6B.2 Causes of Upper-Ocean Temperature Anomalies in the Tropical North Atlantic

Tuesday, 12 January 2016: 3:45 PM
La Nouvelle A ( New Orleans Ernest N. Morial Convention Center)
Allyson Rugg, NCAR, Boulder, CO; and G. R. Foltz and R. Perez

Hurricane activity and regional rainfall are strongly impacted by upper ocean conditions in the tropical North Atlantic, defined as the region between the equator and 20N. A previous study analyzed a strong cold sea surface temperature (SST) anomaly that developed in this region during early 2009 and was recorded by the Pilot Research Array in the Tropical Atlantic (PIRATA) moored buoy at 4N, 23W (Foltz et al. 2012). The same mooring shows a similar cold anomaly in the spring of 2015 as well as a strong warm anomaly in 2010, offering the opportunity for a more comprehensive analysis of the causes of these events. In this study we examine the main causes of the observed temperature anomalies between 1998 and 2015. Basin-scale conditions during these events are analyzed using satellite SST, wind, and rain data, as well as temperature and salinity profiles from the NCEP Global Ocean Data Assimilation System.

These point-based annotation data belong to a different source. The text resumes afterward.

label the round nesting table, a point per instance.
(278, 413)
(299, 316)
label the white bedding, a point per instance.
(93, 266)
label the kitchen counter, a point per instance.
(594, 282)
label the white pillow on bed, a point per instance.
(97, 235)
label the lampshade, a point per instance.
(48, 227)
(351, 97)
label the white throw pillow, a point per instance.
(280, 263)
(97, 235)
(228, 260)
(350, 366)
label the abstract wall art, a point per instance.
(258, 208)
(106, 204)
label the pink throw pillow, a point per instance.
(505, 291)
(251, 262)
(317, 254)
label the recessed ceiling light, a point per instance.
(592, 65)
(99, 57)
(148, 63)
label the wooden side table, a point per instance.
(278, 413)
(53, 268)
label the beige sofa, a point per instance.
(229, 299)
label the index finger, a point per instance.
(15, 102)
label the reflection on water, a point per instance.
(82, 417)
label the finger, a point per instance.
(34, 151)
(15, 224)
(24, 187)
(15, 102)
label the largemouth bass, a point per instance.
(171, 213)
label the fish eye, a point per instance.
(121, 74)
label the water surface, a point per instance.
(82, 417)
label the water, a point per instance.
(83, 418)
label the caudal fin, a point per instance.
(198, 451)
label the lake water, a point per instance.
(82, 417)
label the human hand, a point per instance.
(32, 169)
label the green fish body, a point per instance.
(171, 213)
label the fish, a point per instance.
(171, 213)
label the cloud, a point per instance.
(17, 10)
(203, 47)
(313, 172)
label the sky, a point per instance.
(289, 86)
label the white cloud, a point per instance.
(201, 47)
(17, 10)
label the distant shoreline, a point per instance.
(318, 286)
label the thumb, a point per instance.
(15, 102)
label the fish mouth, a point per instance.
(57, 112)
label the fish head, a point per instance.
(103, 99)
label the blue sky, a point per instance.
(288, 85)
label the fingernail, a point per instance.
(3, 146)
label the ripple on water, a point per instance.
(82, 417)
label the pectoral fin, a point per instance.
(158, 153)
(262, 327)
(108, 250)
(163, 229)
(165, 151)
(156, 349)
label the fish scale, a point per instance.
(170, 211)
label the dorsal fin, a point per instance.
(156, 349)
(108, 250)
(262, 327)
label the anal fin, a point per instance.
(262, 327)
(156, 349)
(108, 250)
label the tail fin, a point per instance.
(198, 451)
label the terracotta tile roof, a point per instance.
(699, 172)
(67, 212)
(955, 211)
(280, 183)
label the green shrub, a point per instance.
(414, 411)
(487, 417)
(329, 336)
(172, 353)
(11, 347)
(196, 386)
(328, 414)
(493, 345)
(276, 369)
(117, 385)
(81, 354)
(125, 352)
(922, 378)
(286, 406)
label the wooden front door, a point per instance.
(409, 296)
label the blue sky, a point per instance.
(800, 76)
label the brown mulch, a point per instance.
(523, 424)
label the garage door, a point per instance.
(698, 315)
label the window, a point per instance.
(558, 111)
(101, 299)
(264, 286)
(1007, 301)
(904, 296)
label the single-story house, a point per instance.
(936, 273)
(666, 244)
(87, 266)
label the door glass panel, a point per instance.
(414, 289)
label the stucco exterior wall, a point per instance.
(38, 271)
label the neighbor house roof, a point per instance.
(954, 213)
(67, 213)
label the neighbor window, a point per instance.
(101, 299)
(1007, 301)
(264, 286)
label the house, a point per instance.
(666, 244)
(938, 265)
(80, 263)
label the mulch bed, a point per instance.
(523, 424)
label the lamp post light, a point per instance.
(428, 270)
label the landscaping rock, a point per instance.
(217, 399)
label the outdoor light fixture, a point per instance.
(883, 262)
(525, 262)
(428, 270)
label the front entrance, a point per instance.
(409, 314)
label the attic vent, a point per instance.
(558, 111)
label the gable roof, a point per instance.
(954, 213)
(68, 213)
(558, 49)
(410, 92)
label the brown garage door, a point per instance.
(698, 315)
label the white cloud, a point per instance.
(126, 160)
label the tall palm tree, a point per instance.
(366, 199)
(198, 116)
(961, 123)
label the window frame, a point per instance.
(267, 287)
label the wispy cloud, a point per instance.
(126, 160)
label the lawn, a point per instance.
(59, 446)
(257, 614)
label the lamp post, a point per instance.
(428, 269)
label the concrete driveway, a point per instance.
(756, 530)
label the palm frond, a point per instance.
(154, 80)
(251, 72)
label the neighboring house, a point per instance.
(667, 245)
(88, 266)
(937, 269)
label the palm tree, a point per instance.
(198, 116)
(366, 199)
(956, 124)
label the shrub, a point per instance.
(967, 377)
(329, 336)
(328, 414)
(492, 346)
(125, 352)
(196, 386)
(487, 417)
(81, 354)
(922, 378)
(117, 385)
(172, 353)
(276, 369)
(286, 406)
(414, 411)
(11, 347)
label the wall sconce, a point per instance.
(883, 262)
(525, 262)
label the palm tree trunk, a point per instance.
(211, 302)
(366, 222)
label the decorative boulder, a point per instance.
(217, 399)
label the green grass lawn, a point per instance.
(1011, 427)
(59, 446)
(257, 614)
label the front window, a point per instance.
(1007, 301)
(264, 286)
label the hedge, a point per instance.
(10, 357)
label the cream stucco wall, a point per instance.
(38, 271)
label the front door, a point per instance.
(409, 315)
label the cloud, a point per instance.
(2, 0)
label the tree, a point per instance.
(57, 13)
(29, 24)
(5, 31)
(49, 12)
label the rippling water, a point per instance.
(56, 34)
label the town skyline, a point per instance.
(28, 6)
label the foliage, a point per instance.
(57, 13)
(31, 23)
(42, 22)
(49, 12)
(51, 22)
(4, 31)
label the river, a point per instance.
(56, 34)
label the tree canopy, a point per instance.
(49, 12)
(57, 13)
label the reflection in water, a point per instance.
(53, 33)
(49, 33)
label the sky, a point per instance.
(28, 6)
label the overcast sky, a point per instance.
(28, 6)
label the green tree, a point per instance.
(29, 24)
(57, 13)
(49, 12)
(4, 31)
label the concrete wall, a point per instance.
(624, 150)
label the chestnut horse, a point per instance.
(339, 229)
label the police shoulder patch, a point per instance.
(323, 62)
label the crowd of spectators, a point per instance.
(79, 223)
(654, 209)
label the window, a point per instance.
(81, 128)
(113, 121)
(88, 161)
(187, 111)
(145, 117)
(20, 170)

A more detailed analysis is conducted using ten years of direct measurements from the PIRATA mooring at 4N, 23W. Results show that the cooling and warming anomalies were caused primarily by wind-driven changes in surface evaporative cooling, mixed layer depth, and upper-ocean vertical velocity. Anomalies in surface solar radiation acted to damp the wind-driven SST anomalies in the latitude bands of the ITCZ (3-8N). Basin-scale analyses also suggest a strong connection between the observed SST anomalies and the Atlantic Meridional Mode, a well-known pattern of SST and surface wind anomalies spanning the tropical Atlantic.